Last week the New York Times published an article on the effects of education and divorce on income and upward mobility. It isn’t shocking to learn that a two income family will fare better than a single parent who isn’t receiving child support. The article went on to say, however, that education plays a significant role in a parent’s and child’s financial future. Some startling statistics:
“About 41 percent of births in the United States occur outside marriage, up sharply from 17 percent three decades ago. But equally sharp are the educational divides, according to an analysis by Child Trends, a Washington research group. Less than 10 percent of the births to college-educated women occur outside marriage, while for women with high school degrees or less the figure is nearly 60 percent.”
“The people with more education tend to have stable family structures with committed, involved fathers,” Ms. McLanahan [a Princeton sociologist] said. “The people with less education are more likely to have complex, unstable situations involving men who come and go.”
She said, “I think this process is creating greater gaps in these children’s life chances.”

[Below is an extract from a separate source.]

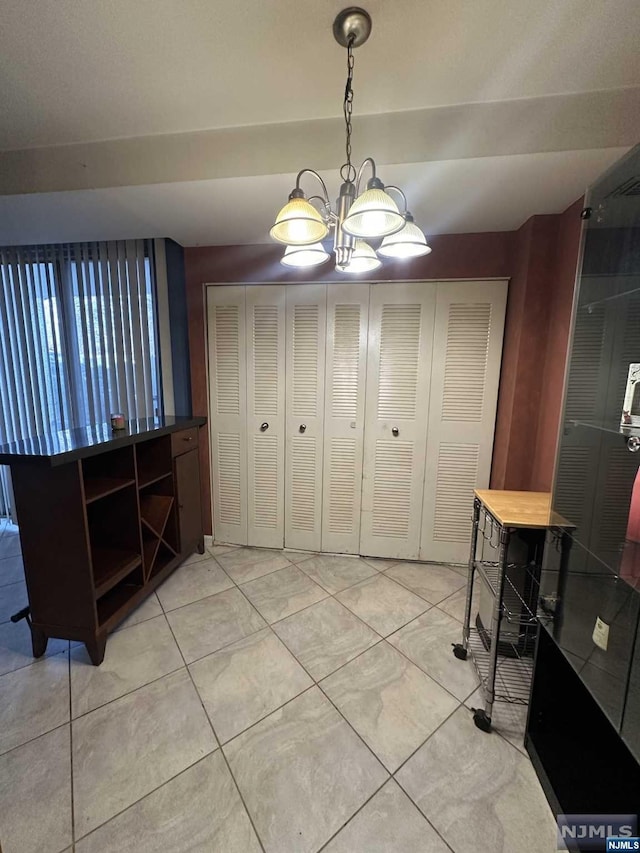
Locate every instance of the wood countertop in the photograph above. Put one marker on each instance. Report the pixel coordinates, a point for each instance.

“As recently as 1990, just 10 percent of the births to women like Ms. Schairer (white women with some postsecondary schooling but not a full college degree) occurred outside marriage, according to Child Trends. Now it has tripled to 30 percent, compared with just 8 percent for women of all races with college degrees.
Less-educated women are also more likely to have children with more than one man. Analyzing nearly 2,000 mothers in their mid- to late 20s, Child Trends found that a third of those with high school degrees or less already had children with multiple men. So did 12 percent of mothers with some post-high-school training. But none of the women in the study who had finished college before giving birth had children with multiple men.
“That’s a dramatic difference, and it varies by education more than by race,” said Mindy Scott, a Child Trends demographer. “It tells you these families are on different trajectories. Having men in the house for a short time with ambiguous parenting roles can be really disruptive for children.”
Recently the topic on a talk radio show was whether a college education was still worth the investment in light of the huge financial burden of student loans and the high cost of education. Many of the callers complained that while carrying this heavy burden they are finding it difficult to find jobs or earn enough to pay back their student loans. While I was listening though I didn’t hear one caller regret his or her higher education. The facts contained in the New York Times article proclaim the radical difference a college education makes for parents and their children’s futures. It appears to be an investment you can’t afford not to make.